Discussion on: RUM Conjecture - Reasoning About Data Access

View post

Surprised this hasn't gotten more comments, it's a novel way of reasoning about data structure choice. Big O is fine for measuring run times, but it does little to show the relationship between these three operations. 2 question: 1) how did you come across this? a quick google shows little writing on the subject 2) can you give an example of all 3 data structures you described? I am struggling to understand this MO = 1 structure.

Frank Rosner • Jun 5 '18

Hi Daniel,

MO = 1 by definition can only be reached if the amount of auxiliary data = 0 (except when using approximate data structures like Bloom filters). A way to achieve optimal memory overhead for our integer example is to store all integers in a dense array of exactly the correct size. No pointers, no additional data storage involved, only the raw numbers in memory.

This post contains an example implementation for read, update, and memory optimal solutions of the integer array. The following posts (still working on the last one) focus a bit on more realistic implementations.
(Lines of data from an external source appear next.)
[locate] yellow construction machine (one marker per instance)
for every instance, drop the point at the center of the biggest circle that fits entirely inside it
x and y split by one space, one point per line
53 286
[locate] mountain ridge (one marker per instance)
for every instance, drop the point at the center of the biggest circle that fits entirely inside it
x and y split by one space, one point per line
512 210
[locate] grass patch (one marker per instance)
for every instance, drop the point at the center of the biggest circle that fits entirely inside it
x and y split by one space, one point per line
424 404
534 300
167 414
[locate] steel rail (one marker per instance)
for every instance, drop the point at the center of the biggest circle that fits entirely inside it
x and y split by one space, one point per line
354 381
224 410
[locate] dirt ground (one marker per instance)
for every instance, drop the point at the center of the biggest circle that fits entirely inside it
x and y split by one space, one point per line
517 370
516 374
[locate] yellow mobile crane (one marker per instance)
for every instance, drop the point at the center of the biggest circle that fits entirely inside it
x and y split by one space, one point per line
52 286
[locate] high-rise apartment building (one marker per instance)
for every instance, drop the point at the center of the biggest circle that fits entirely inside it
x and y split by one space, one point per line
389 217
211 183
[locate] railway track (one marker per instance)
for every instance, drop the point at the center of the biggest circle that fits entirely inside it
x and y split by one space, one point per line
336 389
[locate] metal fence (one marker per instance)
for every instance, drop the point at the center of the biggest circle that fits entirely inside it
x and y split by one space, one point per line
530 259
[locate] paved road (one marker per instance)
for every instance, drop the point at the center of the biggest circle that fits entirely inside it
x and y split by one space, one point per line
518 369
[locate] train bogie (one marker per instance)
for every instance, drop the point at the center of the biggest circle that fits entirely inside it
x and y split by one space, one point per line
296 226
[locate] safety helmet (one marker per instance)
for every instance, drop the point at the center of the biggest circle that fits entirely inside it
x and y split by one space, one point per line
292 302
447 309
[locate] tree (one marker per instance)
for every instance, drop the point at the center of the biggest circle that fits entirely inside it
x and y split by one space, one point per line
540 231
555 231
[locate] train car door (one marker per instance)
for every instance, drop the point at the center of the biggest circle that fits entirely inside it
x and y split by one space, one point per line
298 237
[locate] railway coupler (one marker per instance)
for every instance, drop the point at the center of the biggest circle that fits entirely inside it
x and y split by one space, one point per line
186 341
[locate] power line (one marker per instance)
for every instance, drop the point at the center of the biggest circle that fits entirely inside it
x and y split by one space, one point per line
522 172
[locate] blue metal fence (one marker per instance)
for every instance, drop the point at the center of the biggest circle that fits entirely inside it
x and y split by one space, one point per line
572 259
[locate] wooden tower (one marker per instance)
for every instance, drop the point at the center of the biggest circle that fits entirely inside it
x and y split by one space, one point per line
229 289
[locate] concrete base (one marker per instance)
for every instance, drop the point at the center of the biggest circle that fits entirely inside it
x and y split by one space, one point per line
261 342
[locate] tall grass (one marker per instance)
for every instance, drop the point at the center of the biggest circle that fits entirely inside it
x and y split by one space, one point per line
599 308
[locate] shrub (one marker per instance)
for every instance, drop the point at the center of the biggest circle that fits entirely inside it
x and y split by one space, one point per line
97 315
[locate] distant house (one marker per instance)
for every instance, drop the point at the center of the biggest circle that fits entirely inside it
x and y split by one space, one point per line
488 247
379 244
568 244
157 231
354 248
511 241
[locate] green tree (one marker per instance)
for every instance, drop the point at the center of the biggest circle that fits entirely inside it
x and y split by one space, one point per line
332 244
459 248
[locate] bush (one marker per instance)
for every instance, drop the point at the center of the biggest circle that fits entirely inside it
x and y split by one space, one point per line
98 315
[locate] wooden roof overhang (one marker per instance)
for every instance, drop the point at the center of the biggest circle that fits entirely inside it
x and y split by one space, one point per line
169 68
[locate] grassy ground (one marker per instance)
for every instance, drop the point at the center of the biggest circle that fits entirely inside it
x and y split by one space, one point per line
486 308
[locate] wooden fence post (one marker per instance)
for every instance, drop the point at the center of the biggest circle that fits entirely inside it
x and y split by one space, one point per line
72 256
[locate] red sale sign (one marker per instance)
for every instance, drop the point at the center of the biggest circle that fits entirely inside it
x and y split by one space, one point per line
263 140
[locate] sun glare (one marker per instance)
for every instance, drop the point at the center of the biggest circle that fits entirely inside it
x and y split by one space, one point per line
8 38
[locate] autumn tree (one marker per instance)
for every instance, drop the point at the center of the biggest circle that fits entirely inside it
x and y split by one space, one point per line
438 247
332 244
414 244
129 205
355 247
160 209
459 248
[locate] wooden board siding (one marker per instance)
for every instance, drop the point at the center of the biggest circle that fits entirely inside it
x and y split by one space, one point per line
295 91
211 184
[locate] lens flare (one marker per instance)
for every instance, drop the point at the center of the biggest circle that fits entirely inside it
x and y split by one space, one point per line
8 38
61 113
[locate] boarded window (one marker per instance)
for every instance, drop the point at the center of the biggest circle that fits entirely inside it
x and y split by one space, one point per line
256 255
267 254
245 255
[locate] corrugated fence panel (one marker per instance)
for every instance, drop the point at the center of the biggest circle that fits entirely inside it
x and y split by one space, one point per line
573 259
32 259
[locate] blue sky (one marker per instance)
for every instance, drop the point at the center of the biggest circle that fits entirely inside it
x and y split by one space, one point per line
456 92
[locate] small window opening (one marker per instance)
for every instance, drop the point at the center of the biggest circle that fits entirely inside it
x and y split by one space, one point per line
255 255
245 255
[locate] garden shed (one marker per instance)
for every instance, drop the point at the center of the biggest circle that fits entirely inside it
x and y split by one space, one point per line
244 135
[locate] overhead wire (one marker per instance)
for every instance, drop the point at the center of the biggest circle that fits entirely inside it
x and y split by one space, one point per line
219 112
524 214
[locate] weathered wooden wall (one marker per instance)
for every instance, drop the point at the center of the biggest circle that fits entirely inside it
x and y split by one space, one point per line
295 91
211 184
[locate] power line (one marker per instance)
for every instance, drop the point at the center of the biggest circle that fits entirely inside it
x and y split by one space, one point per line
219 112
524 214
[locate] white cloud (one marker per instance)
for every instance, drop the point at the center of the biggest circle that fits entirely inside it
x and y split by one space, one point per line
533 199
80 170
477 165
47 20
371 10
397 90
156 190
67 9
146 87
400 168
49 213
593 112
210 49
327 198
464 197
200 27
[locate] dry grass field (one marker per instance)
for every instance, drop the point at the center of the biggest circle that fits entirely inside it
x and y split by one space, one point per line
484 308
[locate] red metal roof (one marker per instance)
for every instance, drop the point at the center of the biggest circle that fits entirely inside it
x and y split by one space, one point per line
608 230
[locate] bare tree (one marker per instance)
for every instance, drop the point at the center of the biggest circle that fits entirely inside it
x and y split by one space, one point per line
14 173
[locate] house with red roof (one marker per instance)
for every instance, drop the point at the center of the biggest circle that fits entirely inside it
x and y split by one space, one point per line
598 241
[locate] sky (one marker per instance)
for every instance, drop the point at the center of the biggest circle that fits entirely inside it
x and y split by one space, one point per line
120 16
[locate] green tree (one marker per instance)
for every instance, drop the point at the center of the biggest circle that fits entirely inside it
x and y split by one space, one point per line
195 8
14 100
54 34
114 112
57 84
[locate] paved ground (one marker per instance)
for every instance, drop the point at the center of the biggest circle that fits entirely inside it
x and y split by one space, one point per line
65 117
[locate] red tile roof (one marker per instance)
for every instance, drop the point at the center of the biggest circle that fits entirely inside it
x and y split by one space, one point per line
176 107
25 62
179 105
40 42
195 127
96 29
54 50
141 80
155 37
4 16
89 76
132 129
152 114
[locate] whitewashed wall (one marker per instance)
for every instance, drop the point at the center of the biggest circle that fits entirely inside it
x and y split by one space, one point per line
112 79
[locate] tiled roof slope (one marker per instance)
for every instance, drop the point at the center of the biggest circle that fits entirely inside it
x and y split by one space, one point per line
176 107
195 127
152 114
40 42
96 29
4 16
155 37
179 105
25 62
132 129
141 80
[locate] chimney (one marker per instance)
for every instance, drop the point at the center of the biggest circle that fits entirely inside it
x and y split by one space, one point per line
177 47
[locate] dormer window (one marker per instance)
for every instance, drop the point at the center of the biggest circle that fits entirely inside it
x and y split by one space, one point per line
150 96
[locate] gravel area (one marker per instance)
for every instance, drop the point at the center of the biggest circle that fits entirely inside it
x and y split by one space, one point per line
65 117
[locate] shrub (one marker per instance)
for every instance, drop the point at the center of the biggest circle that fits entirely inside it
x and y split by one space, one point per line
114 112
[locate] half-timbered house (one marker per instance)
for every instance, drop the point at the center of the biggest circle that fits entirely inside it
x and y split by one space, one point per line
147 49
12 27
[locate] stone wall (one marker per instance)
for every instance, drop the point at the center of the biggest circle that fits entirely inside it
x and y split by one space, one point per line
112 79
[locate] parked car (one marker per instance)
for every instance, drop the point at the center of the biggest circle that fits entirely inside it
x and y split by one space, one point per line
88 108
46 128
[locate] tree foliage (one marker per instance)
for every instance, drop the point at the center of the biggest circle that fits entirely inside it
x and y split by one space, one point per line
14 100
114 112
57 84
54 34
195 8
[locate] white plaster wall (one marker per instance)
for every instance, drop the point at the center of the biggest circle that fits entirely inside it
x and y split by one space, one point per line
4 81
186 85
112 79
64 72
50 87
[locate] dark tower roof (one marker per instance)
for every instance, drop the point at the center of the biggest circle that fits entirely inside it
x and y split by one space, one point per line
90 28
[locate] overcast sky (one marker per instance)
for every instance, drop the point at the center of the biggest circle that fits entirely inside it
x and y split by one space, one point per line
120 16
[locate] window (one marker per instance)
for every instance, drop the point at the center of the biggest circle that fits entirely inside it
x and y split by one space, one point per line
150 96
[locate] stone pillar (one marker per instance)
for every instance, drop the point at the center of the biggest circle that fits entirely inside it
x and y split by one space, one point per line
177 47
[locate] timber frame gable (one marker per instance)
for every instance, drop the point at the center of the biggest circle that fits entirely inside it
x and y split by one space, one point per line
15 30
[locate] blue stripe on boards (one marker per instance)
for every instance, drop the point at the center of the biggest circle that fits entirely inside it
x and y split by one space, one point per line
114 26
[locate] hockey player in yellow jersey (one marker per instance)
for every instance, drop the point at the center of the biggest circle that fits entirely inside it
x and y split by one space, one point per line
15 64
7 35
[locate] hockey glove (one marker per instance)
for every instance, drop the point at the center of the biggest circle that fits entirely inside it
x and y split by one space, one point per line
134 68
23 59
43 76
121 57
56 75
I stumbled upon the RUM paper when digging into database internals. There is an amazing post series On Disk IO (Pt. 4) by Alex Petrov which is where he mentions it. I also liked it as a meta view on the tradeoffs you get when designing data structures and access methods.

Glad you liked it! Let me know what you think about my other posts from this series.

Daniel Golant • Jun 5 '18

My first thought was the Bloom Filter as well, but I was wondering what the implementation of a MO = 1 deterministic structure would look like. The rest of the series is in my reading queue :D, looking forward to getting to them. Excellent post!

Frank Rosner • Jun 5 '18

Got it! Was my explanation of the deterministic MO = 1 structure understandable?

Daniel Golant • Jun 5 '18

I think so, I will look for the practical one in the next piece though to make sure I get it. My sticking point is if you need to store N numbers in a set (or record that they are present in the set), how can the structure be always the same size without losing fidelity like the Bloom Filter does?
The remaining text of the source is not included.